Inundaciones repentinas y la fe que corre hacia las aguas que suben
La lluvia cayó sin parar durante dos días. Se rompieron récords. Las calles desaparecieron. En barrios de todo el noreste, equipos de rescate sacaron familias de sus vehículos, levantaron a niños por encima del nivel del agua, y comunidades enteras vieron cómo todo lo que habían construido quedaba sepultado bajo un torrente oscuro y turbulento. Los meteorólogos aún siguen atentos al fin de semana. Podría haber más.
Y en algún lugar de Brooklyn, una escuela —la PS 230 en Kensington— abrió sus puertas como uno de los refugios nocturnos designados por la ciudad. Un edificio pensado para las matemáticas y el recreo se convirtió en un lugar de amparo. Desconocidos durmieron en los pisos del gimnasio. Personas que jamás se habían visto compartieron comidas, temores y algo parecido a la esperanza.
Así es el mundo tal como es. Roto, empapado y en desesperada necesidad de personas dispuestas a presentarse.

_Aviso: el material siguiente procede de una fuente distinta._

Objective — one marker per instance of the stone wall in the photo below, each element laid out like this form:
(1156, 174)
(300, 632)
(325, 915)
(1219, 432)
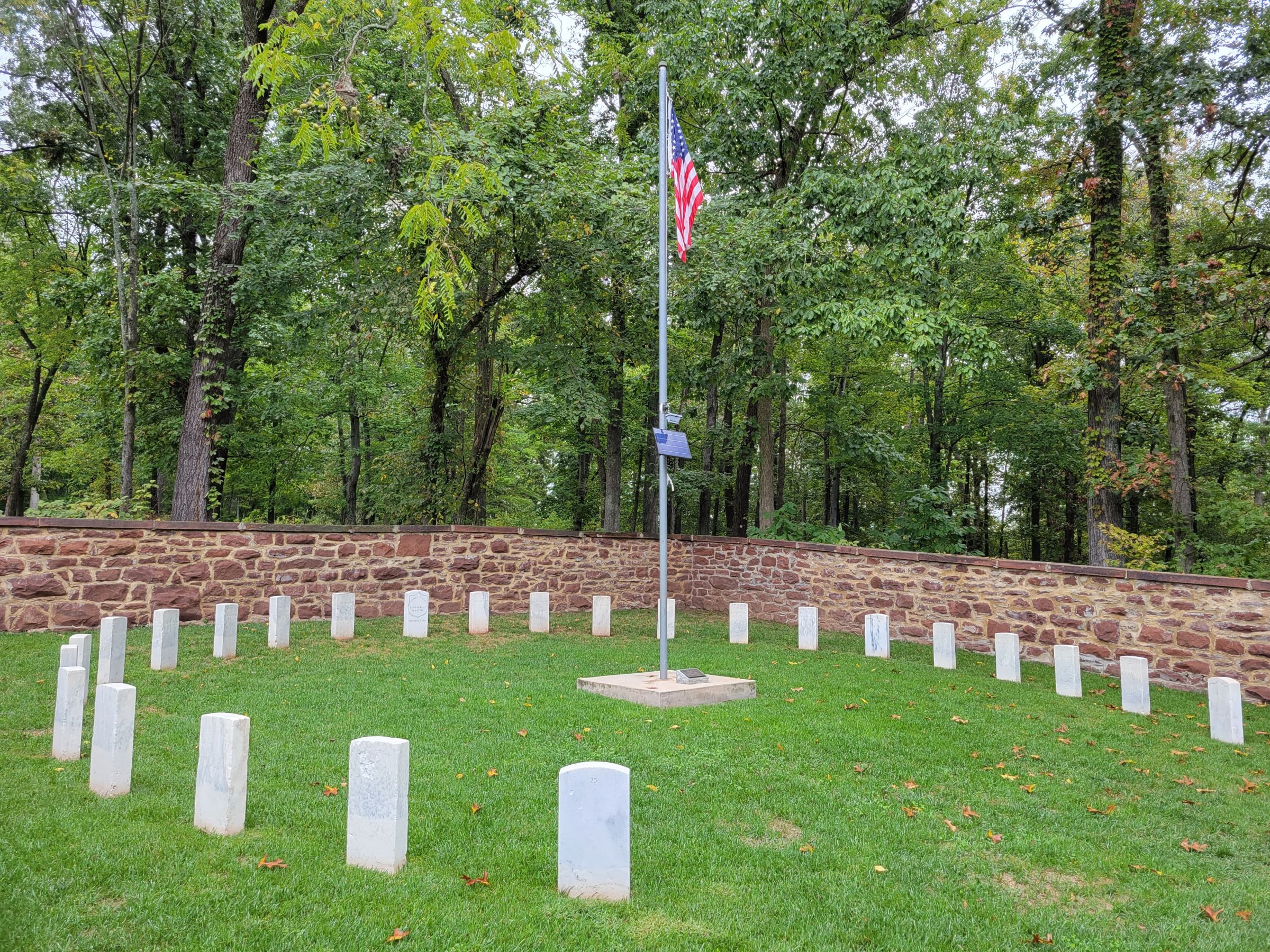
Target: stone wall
(65, 574)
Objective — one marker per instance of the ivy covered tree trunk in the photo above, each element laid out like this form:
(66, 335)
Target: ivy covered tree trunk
(1173, 380)
(1106, 273)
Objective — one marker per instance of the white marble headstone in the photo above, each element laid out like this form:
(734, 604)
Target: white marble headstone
(945, 645)
(225, 634)
(540, 612)
(379, 781)
(808, 627)
(163, 639)
(601, 614)
(83, 644)
(594, 839)
(1008, 657)
(414, 616)
(280, 621)
(738, 624)
(1067, 671)
(69, 712)
(1135, 684)
(877, 635)
(1226, 710)
(343, 615)
(478, 614)
(112, 644)
(115, 715)
(220, 785)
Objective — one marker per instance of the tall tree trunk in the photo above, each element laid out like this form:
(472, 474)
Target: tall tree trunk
(217, 313)
(764, 422)
(729, 492)
(1106, 272)
(1034, 519)
(745, 470)
(708, 448)
(40, 385)
(651, 470)
(355, 461)
(611, 516)
(782, 433)
(1174, 380)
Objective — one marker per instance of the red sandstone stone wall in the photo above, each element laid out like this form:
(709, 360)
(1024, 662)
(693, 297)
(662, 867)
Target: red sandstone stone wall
(67, 574)
(1192, 627)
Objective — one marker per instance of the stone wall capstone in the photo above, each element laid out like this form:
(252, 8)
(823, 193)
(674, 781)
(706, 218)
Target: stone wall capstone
(67, 574)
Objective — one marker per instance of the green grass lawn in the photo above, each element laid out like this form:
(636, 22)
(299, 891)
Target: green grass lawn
(757, 824)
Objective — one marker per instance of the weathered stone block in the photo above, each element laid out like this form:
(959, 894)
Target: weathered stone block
(69, 711)
(540, 612)
(594, 841)
(1067, 671)
(220, 785)
(225, 631)
(166, 626)
(478, 614)
(379, 782)
(414, 616)
(738, 623)
(343, 615)
(115, 714)
(112, 638)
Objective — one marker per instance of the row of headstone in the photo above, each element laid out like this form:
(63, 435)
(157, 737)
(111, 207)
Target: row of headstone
(1226, 699)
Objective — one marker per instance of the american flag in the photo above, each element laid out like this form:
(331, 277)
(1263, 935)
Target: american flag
(687, 187)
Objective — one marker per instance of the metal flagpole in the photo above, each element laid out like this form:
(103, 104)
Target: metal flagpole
(661, 352)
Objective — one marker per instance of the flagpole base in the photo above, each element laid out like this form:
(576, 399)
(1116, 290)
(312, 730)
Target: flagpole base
(647, 689)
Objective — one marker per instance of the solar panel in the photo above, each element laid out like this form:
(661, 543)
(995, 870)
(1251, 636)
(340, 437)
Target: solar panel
(672, 443)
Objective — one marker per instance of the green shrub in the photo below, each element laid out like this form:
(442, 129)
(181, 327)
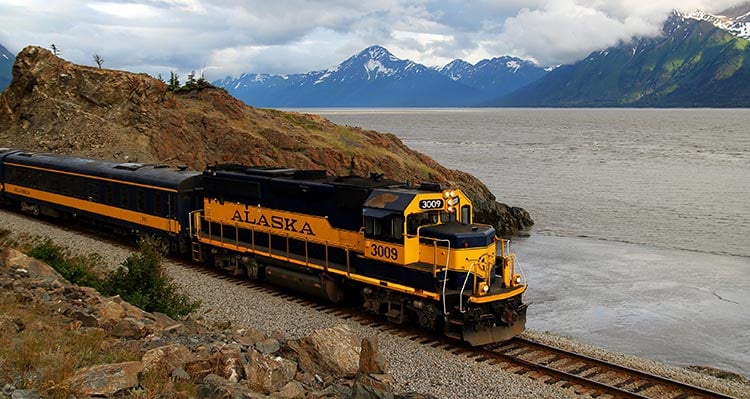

Lo que las inundaciones revelan sobre nuestra fragilidad
Las inundaciones producen una clase particular de humildad. Ninguna riqueza, productividad ni logro personal detiene el agua. El ejecutivo y el conserje hacen la misma fila de evacuación. La hipoteca, el plan de vida a cinco años, la existencia cuidadosamente construida —todo eso pierde su relevancia por igual cuando la calle se convierte en río.
Esto no es poca cosa. Vivimos en una cultura que adora la ilusión del control. Optimizamos, aseguramos, nos atrincheramos. Y entonces la lluvia cae durante cuarenta y ocho horas y recordamos quiénes somos en realidad: criaturas. Finitas. Contingentes. Profundamente dependientes de fuerzas que no creamos y que no podemos dominar del todo.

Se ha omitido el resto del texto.